Na escola em que Luciana Pacheco trabalha, em Cidreira, a funcionária relata que o número de alunos(as) praticamente dobrou de 2023 para 2024. Como consequência, a demanda alimentar também aumentou, exigindo uma quantidade ainda maior de comida a ser preparada por apenas três funcionárias. “Até se tem os produtos para fazer, mas não tem gente que possa fazer. As pessoas que estão ali dentro da escola estão adoecendo”, conta.

A formação reducionista incrementada pelo Novo Ensino Médio, somada à implementação do turno integral sem a estrutura necessária, mostra mais uma vez a importância da valorização do trabalho das(os) educadoras(es) para além do reajuste salarial, passando também pelo reconhecimento da profissão e a sua importância como canalizador social. 

“A saída é fazer uma escuta e uma construção coletiva, a partir de um diálogo muito profundo com a comunidade escolar, tentando atribuir sentido e articulação com outras políticas”, defende a tesoureira-geral do CPERS, Rosane Zan. 

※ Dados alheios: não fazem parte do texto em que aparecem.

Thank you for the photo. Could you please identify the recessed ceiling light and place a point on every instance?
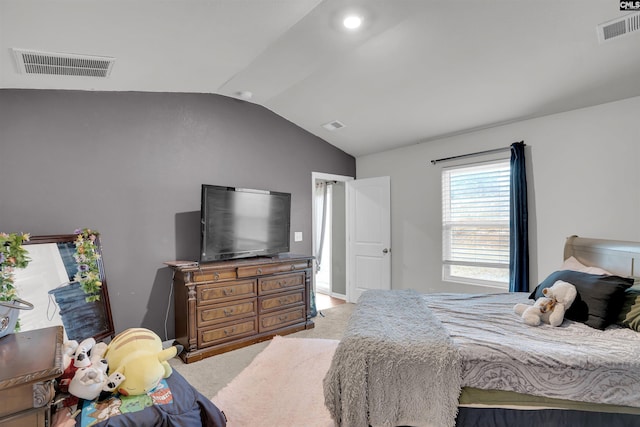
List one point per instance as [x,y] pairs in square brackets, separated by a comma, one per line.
[244,94]
[352,22]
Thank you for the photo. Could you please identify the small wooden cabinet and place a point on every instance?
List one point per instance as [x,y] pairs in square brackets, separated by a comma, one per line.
[29,361]
[221,306]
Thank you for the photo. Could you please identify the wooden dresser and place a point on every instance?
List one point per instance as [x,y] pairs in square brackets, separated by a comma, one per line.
[221,306]
[29,361]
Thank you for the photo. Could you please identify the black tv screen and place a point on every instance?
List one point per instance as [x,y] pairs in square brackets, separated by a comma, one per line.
[240,222]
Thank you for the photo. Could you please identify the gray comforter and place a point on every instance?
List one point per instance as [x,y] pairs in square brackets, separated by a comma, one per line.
[395,365]
[572,361]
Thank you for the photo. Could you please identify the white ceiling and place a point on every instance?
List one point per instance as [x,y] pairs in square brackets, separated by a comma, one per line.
[417,70]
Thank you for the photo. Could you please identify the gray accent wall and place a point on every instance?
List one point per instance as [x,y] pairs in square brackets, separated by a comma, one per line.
[130,165]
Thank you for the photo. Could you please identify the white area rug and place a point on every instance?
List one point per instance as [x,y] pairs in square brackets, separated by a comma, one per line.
[281,387]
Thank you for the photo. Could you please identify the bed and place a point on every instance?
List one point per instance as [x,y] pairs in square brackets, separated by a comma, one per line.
[468,360]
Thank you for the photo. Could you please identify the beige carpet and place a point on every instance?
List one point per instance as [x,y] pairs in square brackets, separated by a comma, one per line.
[281,387]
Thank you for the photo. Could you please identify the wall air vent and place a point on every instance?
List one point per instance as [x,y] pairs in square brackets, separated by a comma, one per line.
[334,125]
[618,27]
[62,64]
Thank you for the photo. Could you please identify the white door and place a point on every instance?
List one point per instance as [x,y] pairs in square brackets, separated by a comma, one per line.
[369,235]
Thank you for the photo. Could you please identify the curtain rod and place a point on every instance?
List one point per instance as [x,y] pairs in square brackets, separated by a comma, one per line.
[479,153]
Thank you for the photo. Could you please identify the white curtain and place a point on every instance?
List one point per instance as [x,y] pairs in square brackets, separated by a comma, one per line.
[321,219]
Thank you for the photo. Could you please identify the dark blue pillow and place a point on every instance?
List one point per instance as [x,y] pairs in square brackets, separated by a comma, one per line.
[599,299]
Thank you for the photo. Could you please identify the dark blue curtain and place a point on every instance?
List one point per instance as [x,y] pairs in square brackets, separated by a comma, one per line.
[519,222]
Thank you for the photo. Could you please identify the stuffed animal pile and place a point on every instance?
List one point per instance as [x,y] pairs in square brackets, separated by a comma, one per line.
[85,370]
[132,364]
[549,308]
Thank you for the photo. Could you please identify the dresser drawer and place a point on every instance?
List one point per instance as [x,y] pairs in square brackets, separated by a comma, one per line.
[280,319]
[213,275]
[281,301]
[212,315]
[272,268]
[227,332]
[267,285]
[221,292]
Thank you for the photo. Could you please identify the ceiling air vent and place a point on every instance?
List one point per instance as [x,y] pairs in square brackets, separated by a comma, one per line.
[334,125]
[62,64]
[618,27]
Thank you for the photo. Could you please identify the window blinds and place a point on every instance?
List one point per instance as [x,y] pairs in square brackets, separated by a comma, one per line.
[476,215]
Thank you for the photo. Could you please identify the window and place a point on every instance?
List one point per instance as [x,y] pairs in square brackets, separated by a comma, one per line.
[475,223]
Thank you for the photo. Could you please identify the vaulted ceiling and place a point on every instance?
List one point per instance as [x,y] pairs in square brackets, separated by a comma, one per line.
[416,70]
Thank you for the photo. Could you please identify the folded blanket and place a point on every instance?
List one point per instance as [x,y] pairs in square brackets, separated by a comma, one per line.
[396,365]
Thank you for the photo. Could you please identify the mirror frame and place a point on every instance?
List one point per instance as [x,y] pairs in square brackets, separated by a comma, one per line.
[103,305]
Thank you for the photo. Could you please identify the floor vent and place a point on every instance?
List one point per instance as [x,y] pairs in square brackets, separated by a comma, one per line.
[334,125]
[62,64]
[619,27]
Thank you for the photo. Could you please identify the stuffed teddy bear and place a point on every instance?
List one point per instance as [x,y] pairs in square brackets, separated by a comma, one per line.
[90,380]
[537,313]
[549,308]
[137,355]
[85,370]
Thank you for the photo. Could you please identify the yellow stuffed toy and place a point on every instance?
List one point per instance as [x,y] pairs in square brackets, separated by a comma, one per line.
[137,355]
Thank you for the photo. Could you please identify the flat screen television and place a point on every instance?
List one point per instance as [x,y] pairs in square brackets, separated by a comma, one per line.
[241,222]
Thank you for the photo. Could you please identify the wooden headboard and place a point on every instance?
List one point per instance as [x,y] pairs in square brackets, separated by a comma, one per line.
[616,256]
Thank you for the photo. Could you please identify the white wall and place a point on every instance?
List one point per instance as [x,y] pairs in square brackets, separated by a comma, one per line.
[583,171]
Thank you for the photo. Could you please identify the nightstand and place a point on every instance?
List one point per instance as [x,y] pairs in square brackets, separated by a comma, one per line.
[29,362]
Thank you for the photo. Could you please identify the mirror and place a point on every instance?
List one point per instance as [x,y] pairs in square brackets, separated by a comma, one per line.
[48,282]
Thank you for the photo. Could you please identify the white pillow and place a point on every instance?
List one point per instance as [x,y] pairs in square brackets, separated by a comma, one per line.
[573,264]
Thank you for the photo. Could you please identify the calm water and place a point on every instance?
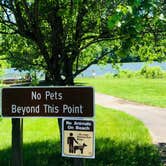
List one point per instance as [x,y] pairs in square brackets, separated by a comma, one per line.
[97,69]
[100,70]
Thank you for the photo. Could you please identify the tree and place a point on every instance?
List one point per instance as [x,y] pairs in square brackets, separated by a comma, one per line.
[66,37]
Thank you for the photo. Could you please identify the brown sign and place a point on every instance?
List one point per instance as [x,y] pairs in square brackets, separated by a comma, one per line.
[78,138]
[52,101]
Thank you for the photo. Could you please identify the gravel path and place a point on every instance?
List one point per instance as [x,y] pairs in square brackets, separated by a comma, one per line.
[153,117]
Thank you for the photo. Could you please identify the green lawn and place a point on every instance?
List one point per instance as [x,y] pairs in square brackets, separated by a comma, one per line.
[121,140]
[147,91]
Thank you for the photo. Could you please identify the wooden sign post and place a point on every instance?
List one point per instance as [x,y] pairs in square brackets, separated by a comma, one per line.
[48,102]
[78,138]
[21,102]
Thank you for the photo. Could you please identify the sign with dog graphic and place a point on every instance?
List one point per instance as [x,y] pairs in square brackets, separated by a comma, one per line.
[78,138]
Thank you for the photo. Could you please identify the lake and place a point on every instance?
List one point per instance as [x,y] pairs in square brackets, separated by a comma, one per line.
[94,69]
[103,69]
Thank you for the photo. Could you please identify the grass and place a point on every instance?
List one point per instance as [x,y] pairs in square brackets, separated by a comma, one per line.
[121,140]
[146,91]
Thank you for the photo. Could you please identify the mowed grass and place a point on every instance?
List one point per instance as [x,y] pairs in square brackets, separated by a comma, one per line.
[146,91]
[121,140]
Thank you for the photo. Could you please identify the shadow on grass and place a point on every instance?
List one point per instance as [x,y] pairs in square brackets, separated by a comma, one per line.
[108,153]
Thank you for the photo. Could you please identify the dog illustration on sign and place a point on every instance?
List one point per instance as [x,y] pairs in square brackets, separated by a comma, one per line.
[72,148]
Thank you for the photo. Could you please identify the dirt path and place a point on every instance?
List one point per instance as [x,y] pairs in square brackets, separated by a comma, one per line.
[153,117]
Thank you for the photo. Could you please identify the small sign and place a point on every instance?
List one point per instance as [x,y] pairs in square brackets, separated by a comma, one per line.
[48,102]
[78,138]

Para o pesquisador da UFRGS, Mateus Saraiva, a implementação desse novo sistema deve passar obrigatoriamente por uma melhor remuneração, assim como um melhor plano de carreira. “As pessoas vão trabalhar onde é mais satisfatório em termos de tempo e recurso, onde o plano de carreira tem uma possibilidade de prosseguimento de estudo”, conclui. 

“O turno integral hoje só é bonito no papel, porque na realidade quem está lá realmente todo dia sabe que não está funcionando”, lamenta a funcionária Luciana Pacheco, que trabalha na EEEF Herlita Silveira Teixeira na área da alimentação, mas que está afastada por questões de saúde.